We decided to launch the application as a web-app for the Danish users first. We estimated that this would be a great way of validating if our hypothesis of ForkChoice having a natural place in the market. When we where code-complete we struggled to get any traction primarily due to the lack of users in Denmark. We did some marketing on forums, Facebook, and other places. But we weren’t able to see substantial improvement. This resulted in us leaving it for a month and concentrating on other projects. One weekend we sat down and discussed the future of the company and how we should take the next step. This resulted in us spending a week getting ForkChoice translated to English, integrating with dining-places from all over the world and testing the new interactions that became possible when changing the language. We quickly saw an increase in users and interactions with restaurants from all over the world.

The second scenario we encountered was when deciding which platform to use. With the limitations to bot frameworks that exist, we didn’t really feel that we were able to accomplish the ideas we had for ForkChoice. Therefore we decided to build our own framework from the beginning. This was quite an extensive process, because of the amount of logic needed when handling conversations and integrating different API’s to get locations imported. We also decided to use the web-app technology, because handling two different app platforms (iOS and Android) requires a large amount of resources, which takes away time and focus from the main product.
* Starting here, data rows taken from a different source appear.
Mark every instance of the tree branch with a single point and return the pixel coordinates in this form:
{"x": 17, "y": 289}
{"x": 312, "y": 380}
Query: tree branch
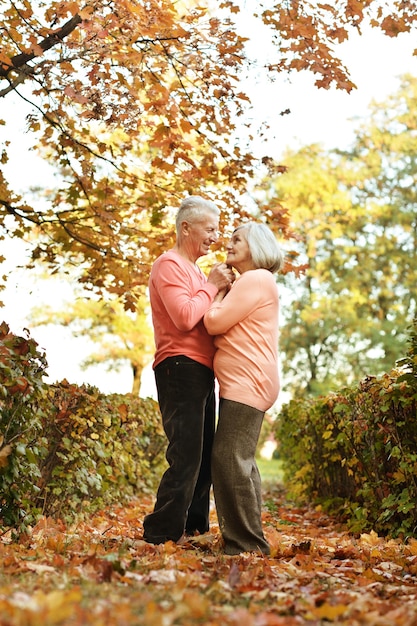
{"x": 19, "y": 60}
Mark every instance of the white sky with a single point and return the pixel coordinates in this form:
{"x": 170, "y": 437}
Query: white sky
{"x": 323, "y": 116}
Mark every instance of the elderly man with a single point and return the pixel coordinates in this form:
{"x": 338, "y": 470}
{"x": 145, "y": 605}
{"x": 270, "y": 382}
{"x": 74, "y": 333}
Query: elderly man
{"x": 180, "y": 294}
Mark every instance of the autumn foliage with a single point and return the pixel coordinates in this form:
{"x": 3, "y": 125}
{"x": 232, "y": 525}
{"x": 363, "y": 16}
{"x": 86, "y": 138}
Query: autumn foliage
{"x": 136, "y": 104}
{"x": 354, "y": 451}
{"x": 64, "y": 449}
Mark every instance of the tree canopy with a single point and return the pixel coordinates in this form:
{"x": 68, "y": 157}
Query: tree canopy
{"x": 138, "y": 103}
{"x": 357, "y": 228}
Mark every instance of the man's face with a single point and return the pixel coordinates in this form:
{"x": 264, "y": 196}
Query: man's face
{"x": 203, "y": 234}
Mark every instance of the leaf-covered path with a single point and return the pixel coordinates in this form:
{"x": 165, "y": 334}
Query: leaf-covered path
{"x": 101, "y": 573}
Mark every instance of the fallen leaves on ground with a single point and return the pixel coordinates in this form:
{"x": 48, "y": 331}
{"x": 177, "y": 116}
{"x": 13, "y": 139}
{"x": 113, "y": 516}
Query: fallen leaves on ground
{"x": 101, "y": 573}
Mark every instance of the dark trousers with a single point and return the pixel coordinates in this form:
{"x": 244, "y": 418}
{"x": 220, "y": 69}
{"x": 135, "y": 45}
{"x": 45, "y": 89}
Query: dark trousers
{"x": 236, "y": 479}
{"x": 186, "y": 400}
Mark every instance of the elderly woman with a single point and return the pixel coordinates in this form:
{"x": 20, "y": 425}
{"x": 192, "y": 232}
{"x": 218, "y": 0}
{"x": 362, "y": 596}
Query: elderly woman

Lastly, do you have any words of wisdom for people that want to get involved in a tech startup?

We did spend quite a lot of time planning everything. This has proven an excellent investment because we were able to execute changes to the tech and product strategy in an easier way.

Otherwise, just get yourself there and give it a go. The startup community online is very supporting and people who have the same interests are very much willing to help and assist in any way possible. We got a lot of help with marketing from people all over the world because this is one of the points where our knowledge isn’t that extensive. Getting integrated into the startup communities online is really easy and so is rewarding exchanging thoughts and learnings with likeminded people.